The reader delves into the story of Gretel Fernsby, Bruno’s older sister, who is now a 91-year-old woman filled with guilt and shame for her dark past. The story moves back and forth in time, from Gretel’s life in Paris post-war to present-day London.
“Unlike most of my other books, this one I have been thinking of for many years. I actually started to think about it when I finished the early drafts of Striped Pyjamas,” he said.
Boyne thought he would write Gretel’s story much later in his life but once he was stuck in lockdown during the COVID-19 pandemic, he seized the perfect opportunity.
Reflecting on the popularity of The Boy in the Striped Pyjamas, Boyne never envisioned the novel would hit such global popularity. He describes his fourth novel as being a “great gift” in his life.
“I do feel proud of the fact that a young generation of readers has become interested in the story of the Holocaust after having read the story at school and that is something I feel is a good achievement to have.”

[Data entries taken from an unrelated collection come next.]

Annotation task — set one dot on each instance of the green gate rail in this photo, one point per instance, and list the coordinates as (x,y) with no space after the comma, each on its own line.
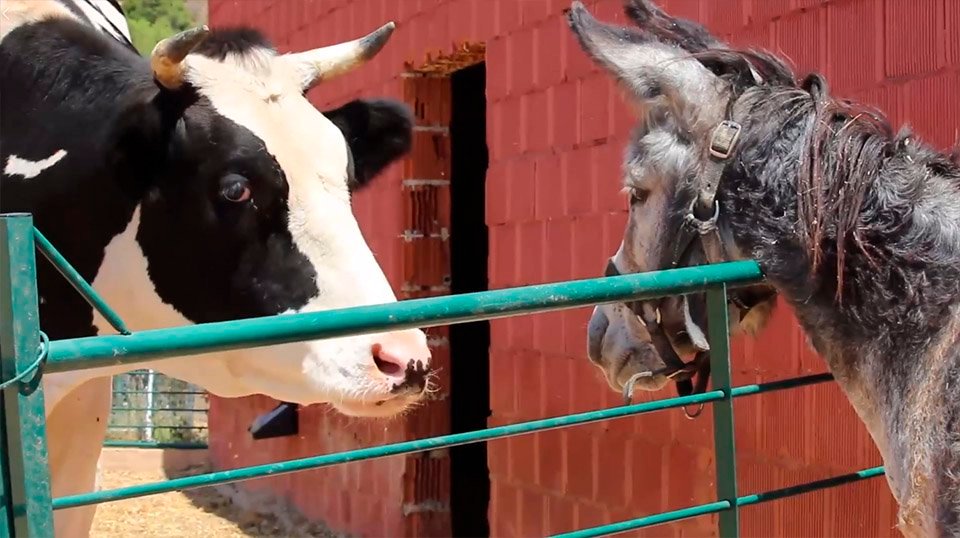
(152,410)
(27,508)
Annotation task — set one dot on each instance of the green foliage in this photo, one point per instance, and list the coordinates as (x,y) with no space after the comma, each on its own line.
(152,20)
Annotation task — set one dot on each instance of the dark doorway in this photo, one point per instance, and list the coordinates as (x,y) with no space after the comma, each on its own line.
(469,342)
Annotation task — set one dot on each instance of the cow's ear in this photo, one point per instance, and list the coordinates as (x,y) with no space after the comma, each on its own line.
(378,133)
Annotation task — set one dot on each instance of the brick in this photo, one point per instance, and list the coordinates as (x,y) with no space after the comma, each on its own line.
(550,460)
(580,462)
(588,385)
(498,69)
(953,29)
(530,381)
(622,118)
(783,436)
(722,16)
(521,188)
(508,509)
(594,106)
(549,327)
(576,63)
(686,9)
(938,125)
(510,117)
(549,188)
(439,27)
(607,173)
(611,475)
(484,24)
(854,44)
(561,514)
(509,17)
(575,332)
(801,37)
(591,256)
(591,515)
(535,128)
(496,191)
(522,67)
(531,252)
(524,327)
(503,393)
(532,513)
(759,35)
(911,37)
(647,488)
(578,186)
(549,64)
(523,458)
(559,237)
(533,11)
(556,381)
(690,475)
(886,99)
(566,123)
(770,9)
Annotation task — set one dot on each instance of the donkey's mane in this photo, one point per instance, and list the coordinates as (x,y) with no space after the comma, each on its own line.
(875,210)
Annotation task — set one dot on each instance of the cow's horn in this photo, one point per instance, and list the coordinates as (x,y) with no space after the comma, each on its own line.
(169,53)
(328,62)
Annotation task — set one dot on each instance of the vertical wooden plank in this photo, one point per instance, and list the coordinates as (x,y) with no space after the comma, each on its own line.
(23,462)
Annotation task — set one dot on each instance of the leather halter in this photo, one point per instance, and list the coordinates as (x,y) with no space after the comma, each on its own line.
(700,221)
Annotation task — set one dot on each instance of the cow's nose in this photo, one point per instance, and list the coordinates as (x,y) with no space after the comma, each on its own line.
(404,358)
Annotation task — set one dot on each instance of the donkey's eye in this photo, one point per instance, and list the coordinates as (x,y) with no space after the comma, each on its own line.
(235,188)
(638,196)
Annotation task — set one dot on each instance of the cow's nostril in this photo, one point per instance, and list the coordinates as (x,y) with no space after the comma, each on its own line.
(386,363)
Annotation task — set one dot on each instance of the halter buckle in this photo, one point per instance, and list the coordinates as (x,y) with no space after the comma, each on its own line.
(724,139)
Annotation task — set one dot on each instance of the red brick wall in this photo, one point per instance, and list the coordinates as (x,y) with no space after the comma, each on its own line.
(556,130)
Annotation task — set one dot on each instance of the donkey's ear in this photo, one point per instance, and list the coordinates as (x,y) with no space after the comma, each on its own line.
(682,33)
(650,69)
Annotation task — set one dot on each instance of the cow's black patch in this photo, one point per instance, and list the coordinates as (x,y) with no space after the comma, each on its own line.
(215,259)
(224,41)
(67,86)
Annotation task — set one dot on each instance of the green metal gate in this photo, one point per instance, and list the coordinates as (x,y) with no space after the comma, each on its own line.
(151,410)
(27,355)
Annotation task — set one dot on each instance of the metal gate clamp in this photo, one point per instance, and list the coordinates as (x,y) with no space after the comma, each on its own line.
(36,369)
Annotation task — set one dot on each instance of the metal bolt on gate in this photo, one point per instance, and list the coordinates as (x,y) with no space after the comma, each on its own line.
(26,355)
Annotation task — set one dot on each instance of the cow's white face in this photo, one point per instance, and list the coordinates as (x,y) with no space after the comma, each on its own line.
(248,214)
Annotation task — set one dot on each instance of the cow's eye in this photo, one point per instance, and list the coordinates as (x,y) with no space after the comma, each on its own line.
(638,196)
(235,188)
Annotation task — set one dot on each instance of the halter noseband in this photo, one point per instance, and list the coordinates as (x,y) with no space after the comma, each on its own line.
(700,221)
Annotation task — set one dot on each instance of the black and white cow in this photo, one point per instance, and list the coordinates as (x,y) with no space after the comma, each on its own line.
(197,185)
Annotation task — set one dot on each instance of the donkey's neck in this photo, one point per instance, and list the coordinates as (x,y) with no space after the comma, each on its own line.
(865,241)
(860,231)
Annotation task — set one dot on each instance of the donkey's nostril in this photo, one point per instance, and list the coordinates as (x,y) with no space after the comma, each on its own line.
(387,363)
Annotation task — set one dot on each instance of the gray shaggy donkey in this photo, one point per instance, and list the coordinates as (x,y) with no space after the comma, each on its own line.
(855,226)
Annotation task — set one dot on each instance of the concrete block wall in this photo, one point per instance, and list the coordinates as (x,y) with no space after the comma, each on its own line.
(556,131)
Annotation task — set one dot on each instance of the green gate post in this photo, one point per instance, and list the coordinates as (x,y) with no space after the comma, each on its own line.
(27,508)
(723,432)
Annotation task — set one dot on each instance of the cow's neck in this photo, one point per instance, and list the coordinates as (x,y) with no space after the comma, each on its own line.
(893,343)
(66,84)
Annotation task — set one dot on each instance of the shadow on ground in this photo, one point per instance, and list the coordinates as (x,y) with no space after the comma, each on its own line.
(254,513)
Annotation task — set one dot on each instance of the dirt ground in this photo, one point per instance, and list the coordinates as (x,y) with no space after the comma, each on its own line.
(217,511)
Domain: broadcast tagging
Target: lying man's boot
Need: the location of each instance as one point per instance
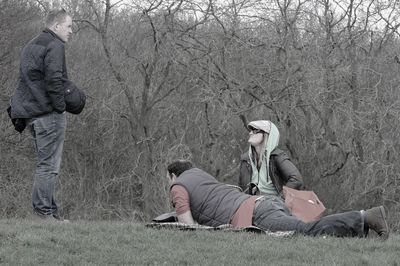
(376, 220)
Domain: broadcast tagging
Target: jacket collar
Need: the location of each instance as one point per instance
(47, 30)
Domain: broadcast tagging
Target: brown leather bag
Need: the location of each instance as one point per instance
(305, 205)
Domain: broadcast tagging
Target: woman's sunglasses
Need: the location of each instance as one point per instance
(255, 130)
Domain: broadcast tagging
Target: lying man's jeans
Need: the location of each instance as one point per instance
(48, 132)
(272, 214)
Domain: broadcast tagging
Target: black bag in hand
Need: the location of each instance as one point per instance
(75, 98)
(19, 123)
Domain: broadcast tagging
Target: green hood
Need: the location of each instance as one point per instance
(261, 177)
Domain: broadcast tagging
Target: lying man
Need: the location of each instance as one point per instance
(200, 198)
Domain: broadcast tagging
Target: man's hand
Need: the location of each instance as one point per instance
(186, 218)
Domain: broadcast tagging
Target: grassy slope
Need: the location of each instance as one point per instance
(24, 242)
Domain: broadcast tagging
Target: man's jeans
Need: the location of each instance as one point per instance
(272, 214)
(48, 132)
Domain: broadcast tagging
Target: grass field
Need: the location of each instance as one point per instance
(24, 242)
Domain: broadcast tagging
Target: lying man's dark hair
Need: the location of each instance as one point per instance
(178, 167)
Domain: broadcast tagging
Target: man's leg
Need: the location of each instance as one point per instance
(49, 133)
(273, 215)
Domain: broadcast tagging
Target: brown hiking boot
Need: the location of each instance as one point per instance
(376, 220)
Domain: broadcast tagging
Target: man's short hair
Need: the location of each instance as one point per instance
(179, 166)
(56, 16)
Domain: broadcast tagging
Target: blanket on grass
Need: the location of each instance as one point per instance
(169, 221)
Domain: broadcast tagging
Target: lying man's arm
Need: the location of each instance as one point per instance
(181, 202)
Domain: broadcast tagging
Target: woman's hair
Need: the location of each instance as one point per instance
(56, 16)
(179, 166)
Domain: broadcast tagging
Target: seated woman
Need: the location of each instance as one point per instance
(265, 169)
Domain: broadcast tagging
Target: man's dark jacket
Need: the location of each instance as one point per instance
(212, 203)
(40, 88)
(281, 171)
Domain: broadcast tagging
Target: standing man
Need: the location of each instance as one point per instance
(39, 102)
(200, 198)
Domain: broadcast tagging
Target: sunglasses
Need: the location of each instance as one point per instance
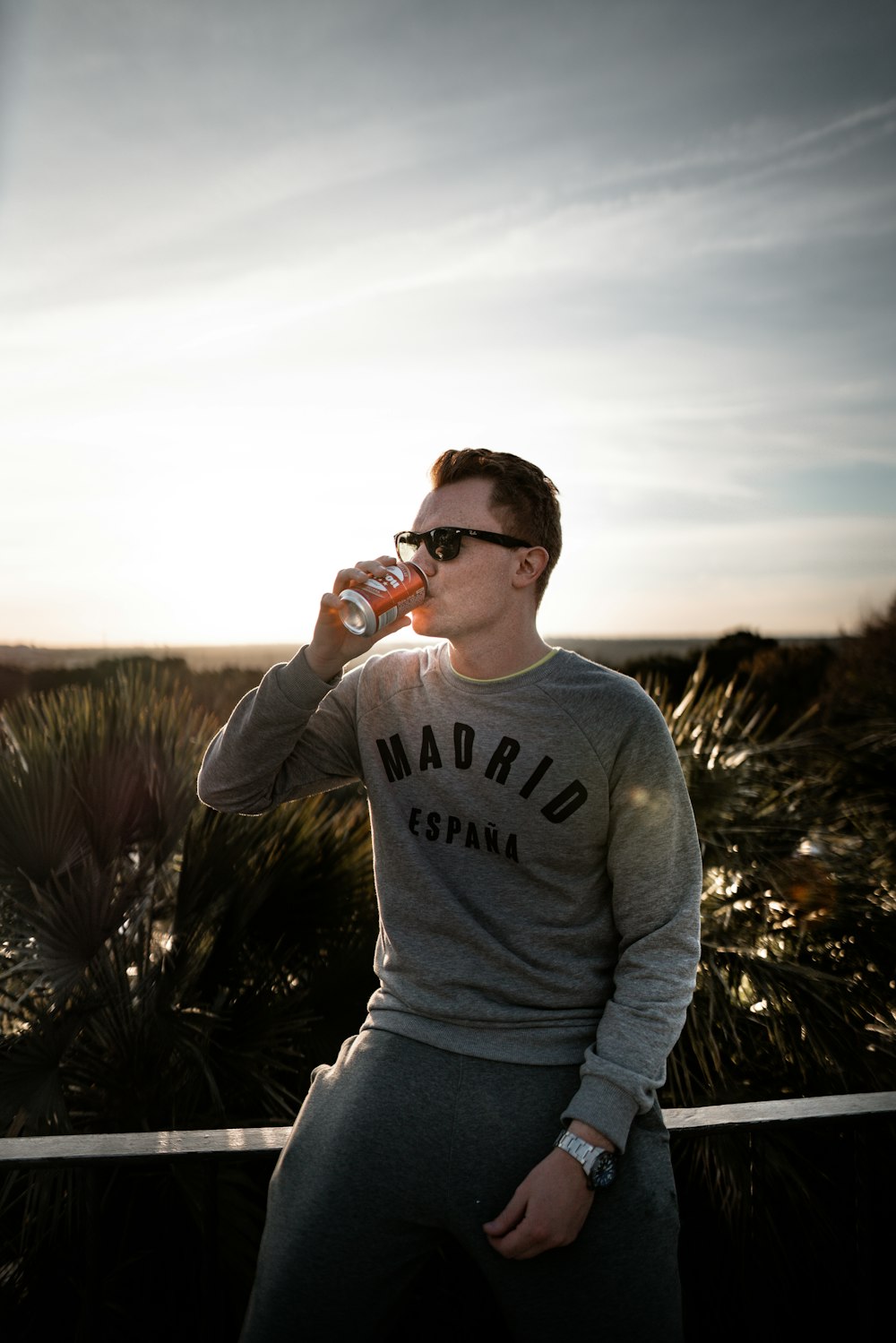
(444, 543)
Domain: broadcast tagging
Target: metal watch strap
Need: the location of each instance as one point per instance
(589, 1157)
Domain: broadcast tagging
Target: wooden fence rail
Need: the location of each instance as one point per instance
(214, 1143)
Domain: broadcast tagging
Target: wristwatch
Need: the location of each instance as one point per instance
(599, 1165)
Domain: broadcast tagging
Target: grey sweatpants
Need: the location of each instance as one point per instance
(398, 1144)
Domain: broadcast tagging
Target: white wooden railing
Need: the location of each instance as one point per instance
(67, 1149)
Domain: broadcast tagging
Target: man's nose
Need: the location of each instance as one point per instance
(425, 560)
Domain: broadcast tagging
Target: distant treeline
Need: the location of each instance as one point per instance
(793, 676)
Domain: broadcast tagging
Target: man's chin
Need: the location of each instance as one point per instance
(425, 621)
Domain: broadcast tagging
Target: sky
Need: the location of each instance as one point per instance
(261, 263)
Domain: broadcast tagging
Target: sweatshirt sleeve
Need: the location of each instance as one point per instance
(276, 745)
(656, 874)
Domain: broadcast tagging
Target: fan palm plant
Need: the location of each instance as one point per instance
(161, 966)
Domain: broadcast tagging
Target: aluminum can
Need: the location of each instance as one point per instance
(378, 603)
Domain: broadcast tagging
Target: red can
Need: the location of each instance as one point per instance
(381, 602)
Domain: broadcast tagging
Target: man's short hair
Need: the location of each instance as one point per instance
(521, 495)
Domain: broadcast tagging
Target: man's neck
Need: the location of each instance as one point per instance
(487, 659)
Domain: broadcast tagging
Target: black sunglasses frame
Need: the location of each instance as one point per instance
(449, 538)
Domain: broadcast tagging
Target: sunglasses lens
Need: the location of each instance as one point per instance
(444, 543)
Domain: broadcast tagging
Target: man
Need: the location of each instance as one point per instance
(538, 874)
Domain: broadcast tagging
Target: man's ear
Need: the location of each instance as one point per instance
(530, 565)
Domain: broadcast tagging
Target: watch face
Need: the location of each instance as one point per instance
(603, 1167)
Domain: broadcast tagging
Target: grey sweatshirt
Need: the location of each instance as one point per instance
(536, 863)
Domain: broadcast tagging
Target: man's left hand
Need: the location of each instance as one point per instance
(548, 1209)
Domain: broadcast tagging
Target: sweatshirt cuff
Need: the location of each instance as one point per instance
(605, 1106)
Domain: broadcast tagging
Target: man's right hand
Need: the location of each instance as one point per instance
(332, 645)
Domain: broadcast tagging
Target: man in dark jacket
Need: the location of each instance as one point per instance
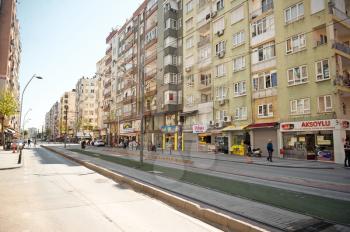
(269, 148)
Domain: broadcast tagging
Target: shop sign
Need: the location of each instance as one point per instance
(329, 124)
(199, 129)
(168, 129)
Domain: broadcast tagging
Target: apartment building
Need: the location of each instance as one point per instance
(314, 96)
(67, 114)
(198, 74)
(10, 49)
(166, 88)
(86, 119)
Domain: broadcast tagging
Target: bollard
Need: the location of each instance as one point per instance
(20, 156)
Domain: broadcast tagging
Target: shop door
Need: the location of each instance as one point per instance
(261, 138)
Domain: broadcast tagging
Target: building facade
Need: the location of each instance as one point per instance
(10, 50)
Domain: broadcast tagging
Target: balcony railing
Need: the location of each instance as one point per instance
(342, 16)
(203, 41)
(343, 80)
(264, 8)
(341, 47)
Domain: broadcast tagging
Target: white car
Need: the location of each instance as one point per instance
(99, 143)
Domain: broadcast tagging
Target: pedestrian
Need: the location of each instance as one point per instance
(347, 153)
(269, 148)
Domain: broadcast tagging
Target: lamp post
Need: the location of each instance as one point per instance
(25, 87)
(65, 132)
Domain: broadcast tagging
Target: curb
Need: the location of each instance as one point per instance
(210, 216)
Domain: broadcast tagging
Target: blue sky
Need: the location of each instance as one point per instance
(61, 41)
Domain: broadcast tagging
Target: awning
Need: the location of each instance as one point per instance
(262, 125)
(235, 128)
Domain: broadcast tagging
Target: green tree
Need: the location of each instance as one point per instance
(8, 107)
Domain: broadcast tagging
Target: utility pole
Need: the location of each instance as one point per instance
(65, 132)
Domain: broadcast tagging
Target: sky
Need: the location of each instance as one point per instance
(62, 40)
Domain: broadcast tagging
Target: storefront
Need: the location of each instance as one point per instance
(236, 137)
(315, 140)
(261, 133)
(172, 138)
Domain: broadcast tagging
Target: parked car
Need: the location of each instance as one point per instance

He experienced a similar feeling during his experience in Malta, where Boyne described the festival as “fantastic”.
“It was a bit overwhelming at times, seeing over 3,000 kids all shouting and giving me books to sign but it was also very lovely,” he said.
Keeping the memory of the Holocaust alive
Growing up, Boyne read extensively about World War II and said that, after years of research and reading, he imagined the image of the two boys at the barbed wire fence.
He brushed off accusations that the novel spreads misinformation about the Holocaust and he highlights how the story is a fable.
He said that, even though schools use the novel, it was never intended to be an educational tool and it is a story about friendship.
“We are told that Holocaust stories need to be kept alive, that the memories need to be kept alive and no one can deny that The Boy in the Striped Pyjamas was incredibly successful in doing that.”
With over 20 novels under his belt, Boyne isn’t just ready to put down his pen.
The author has now tried his hand at scriptwriting and is currently working on a number of adaptations.
“I got to a point in my life where I needed a new challenge and it’s nice to collaborate, especially since working on novels you mainly do that on your own and with your editor,” he said.
He said he doesn’t know if scriptwriting will work or not but he didn’t seem too worried.
“Hopefully, I get that off the ground but if not, I’ll just keep writing novels until I die.”